Time elapse for searching 10000 queries: 16.39036202430725 sec	 throughput=610.1146506202724


In [16]:
# recall evaluation
n_ok = (I[:, :k] == gt[:, :1]).sum()
recall = n_ok / float(nq)
print("Recall: ", recall)

Recall:  0.4542


## 16 bytes per vector = m (32) * nbits (4)

In [17]:
m = 32
nbits = 4

index_m_32_nbits_4 = faiss.IndexPQ(d, m, nbits) # 8 specifies that each sub-vector is encoded as 8 bits
index_m_32_nbits_4.train(xt)
index_m_32_nbits_4.add(xb)

In [18]:
# QPS evaluation
k = 1

start = time.time()
D, I = index_m_32_nbits_4.search(xq, k) # sanity check
end = time.time()
print("Time elapse for searching {} queries: {} sec\t throughput={}".format(
    nq, end - start, nq / (end - start)))
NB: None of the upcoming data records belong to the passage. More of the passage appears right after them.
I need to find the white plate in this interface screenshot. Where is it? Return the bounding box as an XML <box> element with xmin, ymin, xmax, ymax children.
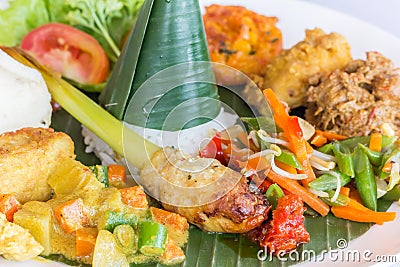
<box><xmin>3</xmin><ymin>0</ymin><xmax>400</xmax><ymax>266</ymax></box>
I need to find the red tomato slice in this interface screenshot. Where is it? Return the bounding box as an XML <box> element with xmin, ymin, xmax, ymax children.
<box><xmin>21</xmin><ymin>23</ymin><xmax>110</xmax><ymax>84</ymax></box>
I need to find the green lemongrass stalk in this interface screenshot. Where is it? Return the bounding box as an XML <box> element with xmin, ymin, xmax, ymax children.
<box><xmin>3</xmin><ymin>46</ymin><xmax>159</xmax><ymax>169</ymax></box>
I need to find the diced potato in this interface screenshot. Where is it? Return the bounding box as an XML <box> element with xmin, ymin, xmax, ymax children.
<box><xmin>48</xmin><ymin>157</ymin><xmax>103</xmax><ymax>196</ymax></box>
<box><xmin>13</xmin><ymin>201</ymin><xmax>53</xmax><ymax>255</ymax></box>
<box><xmin>92</xmin><ymin>230</ymin><xmax>129</xmax><ymax>267</ymax></box>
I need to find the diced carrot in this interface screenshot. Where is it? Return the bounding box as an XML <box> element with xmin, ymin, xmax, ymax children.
<box><xmin>76</xmin><ymin>227</ymin><xmax>98</xmax><ymax>257</ymax></box>
<box><xmin>331</xmin><ymin>198</ymin><xmax>396</xmax><ymax>224</ymax></box>
<box><xmin>339</xmin><ymin>187</ymin><xmax>350</xmax><ymax>197</ymax></box>
<box><xmin>53</xmin><ymin>198</ymin><xmax>88</xmax><ymax>233</ymax></box>
<box><xmin>315</xmin><ymin>130</ymin><xmax>347</xmax><ymax>141</ymax></box>
<box><xmin>310</xmin><ymin>132</ymin><xmax>328</xmax><ymax>147</ymax></box>
<box><xmin>0</xmin><ymin>194</ymin><xmax>20</xmax><ymax>222</ymax></box>
<box><xmin>150</xmin><ymin>207</ymin><xmax>189</xmax><ymax>233</ymax></box>
<box><xmin>369</xmin><ymin>133</ymin><xmax>382</xmax><ymax>152</ymax></box>
<box><xmin>107</xmin><ymin>164</ymin><xmax>126</xmax><ymax>183</ymax></box>
<box><xmin>159</xmin><ymin>237</ymin><xmax>185</xmax><ymax>264</ymax></box>
<box><xmin>119</xmin><ymin>186</ymin><xmax>148</xmax><ymax>209</ymax></box>
<box><xmin>266</xmin><ymin>170</ymin><xmax>330</xmax><ymax>216</ymax></box>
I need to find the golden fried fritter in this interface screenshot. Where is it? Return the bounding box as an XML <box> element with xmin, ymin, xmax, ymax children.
<box><xmin>0</xmin><ymin>127</ymin><xmax>75</xmax><ymax>203</ymax></box>
<box><xmin>263</xmin><ymin>28</ymin><xmax>352</xmax><ymax>107</ymax></box>
<box><xmin>203</xmin><ymin>4</ymin><xmax>282</xmax><ymax>85</ymax></box>
<box><xmin>140</xmin><ymin>147</ymin><xmax>270</xmax><ymax>233</ymax></box>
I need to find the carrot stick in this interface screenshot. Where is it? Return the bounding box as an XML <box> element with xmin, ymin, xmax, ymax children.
<box><xmin>315</xmin><ymin>130</ymin><xmax>347</xmax><ymax>141</ymax></box>
<box><xmin>339</xmin><ymin>187</ymin><xmax>350</xmax><ymax>197</ymax></box>
<box><xmin>263</xmin><ymin>89</ymin><xmax>315</xmax><ymax>185</ymax></box>
<box><xmin>331</xmin><ymin>203</ymin><xmax>396</xmax><ymax>225</ymax></box>
<box><xmin>274</xmin><ymin>160</ymin><xmax>297</xmax><ymax>174</ymax></box>
<box><xmin>238</xmin><ymin>156</ymin><xmax>270</xmax><ymax>172</ymax></box>
<box><xmin>266</xmin><ymin>170</ymin><xmax>330</xmax><ymax>216</ymax></box>
<box><xmin>310</xmin><ymin>132</ymin><xmax>328</xmax><ymax>147</ymax></box>
<box><xmin>369</xmin><ymin>133</ymin><xmax>382</xmax><ymax>152</ymax></box>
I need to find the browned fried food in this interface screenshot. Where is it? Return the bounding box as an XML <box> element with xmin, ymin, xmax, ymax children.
<box><xmin>139</xmin><ymin>147</ymin><xmax>270</xmax><ymax>233</ymax></box>
<box><xmin>263</xmin><ymin>28</ymin><xmax>352</xmax><ymax>107</ymax></box>
<box><xmin>306</xmin><ymin>51</ymin><xmax>400</xmax><ymax>136</ymax></box>
<box><xmin>203</xmin><ymin>4</ymin><xmax>282</xmax><ymax>85</ymax></box>
<box><xmin>0</xmin><ymin>127</ymin><xmax>75</xmax><ymax>203</ymax></box>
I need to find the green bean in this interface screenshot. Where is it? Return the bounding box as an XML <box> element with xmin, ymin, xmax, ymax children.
<box><xmin>265</xmin><ymin>183</ymin><xmax>285</xmax><ymax>209</ymax></box>
<box><xmin>339</xmin><ymin>135</ymin><xmax>397</xmax><ymax>151</ymax></box>
<box><xmin>321</xmin><ymin>190</ymin><xmax>350</xmax><ymax>207</ymax></box>
<box><xmin>353</xmin><ymin>145</ymin><xmax>377</xmax><ymax>211</ymax></box>
<box><xmin>275</xmin><ymin>150</ymin><xmax>303</xmax><ymax>170</ymax></box>
<box><xmin>332</xmin><ymin>142</ymin><xmax>355</xmax><ymax>177</ymax></box>
<box><xmin>308</xmin><ymin>169</ymin><xmax>351</xmax><ymax>191</ymax></box>
<box><xmin>358</xmin><ymin>144</ymin><xmax>383</xmax><ymax>166</ymax></box>
<box><xmin>317</xmin><ymin>143</ymin><xmax>333</xmax><ymax>154</ymax></box>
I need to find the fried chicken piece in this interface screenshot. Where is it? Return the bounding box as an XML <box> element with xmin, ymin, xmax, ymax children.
<box><xmin>263</xmin><ymin>28</ymin><xmax>352</xmax><ymax>107</ymax></box>
<box><xmin>0</xmin><ymin>127</ymin><xmax>75</xmax><ymax>203</ymax></box>
<box><xmin>139</xmin><ymin>147</ymin><xmax>270</xmax><ymax>233</ymax></box>
<box><xmin>203</xmin><ymin>4</ymin><xmax>282</xmax><ymax>85</ymax></box>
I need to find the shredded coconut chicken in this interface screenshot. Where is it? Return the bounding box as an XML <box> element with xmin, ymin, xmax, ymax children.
<box><xmin>306</xmin><ymin>51</ymin><xmax>400</xmax><ymax>136</ymax></box>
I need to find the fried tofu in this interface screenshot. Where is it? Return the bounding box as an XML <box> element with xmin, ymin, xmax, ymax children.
<box><xmin>0</xmin><ymin>127</ymin><xmax>75</xmax><ymax>203</ymax></box>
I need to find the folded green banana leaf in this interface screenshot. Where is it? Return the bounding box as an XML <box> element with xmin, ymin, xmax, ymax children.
<box><xmin>100</xmin><ymin>0</ymin><xmax>220</xmax><ymax>131</ymax></box>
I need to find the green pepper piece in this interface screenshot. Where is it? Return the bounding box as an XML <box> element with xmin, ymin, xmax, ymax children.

Time elapse for searching 10000 queries: 126.39668345451355 sec	 throughput=79.1159999352254


In [19]:
# recall evaluation
n_ok = (I[:, :k] == gt[:, :1]).sum()
recall = n_ok / float(nq)
print("Recall: ", recall)

Recall:  0.3275


## 16 bytes per vector = m (8) * nbits (16)

In [None]:
m = 8
nbits = 16

index_m_8_nbits_16 = faiss.IndexPQ(d, m, nbits) # 8 specifies that each sub-vector is encoded as 8 bits
index_m_8_nbits_16.train(xt)
index_m_8_nbits_16.add(xb)

In [None]:
# QPS evaluation
k = 1

start = time.time()
D, I = index_m_8_nbits_16.search(xq, k) # sanity check
end = time.time()
print("Time elapse for searching {} queries: {} sec\t throughput={}".format(
    nq, end - start, nq / (end - start)))

In [None]:
# recall evaluation
n_ok = (I[:, :k] == gt[:, :1]).sum()
recall = n_ok / float(nq)
print("Recall: ", recall)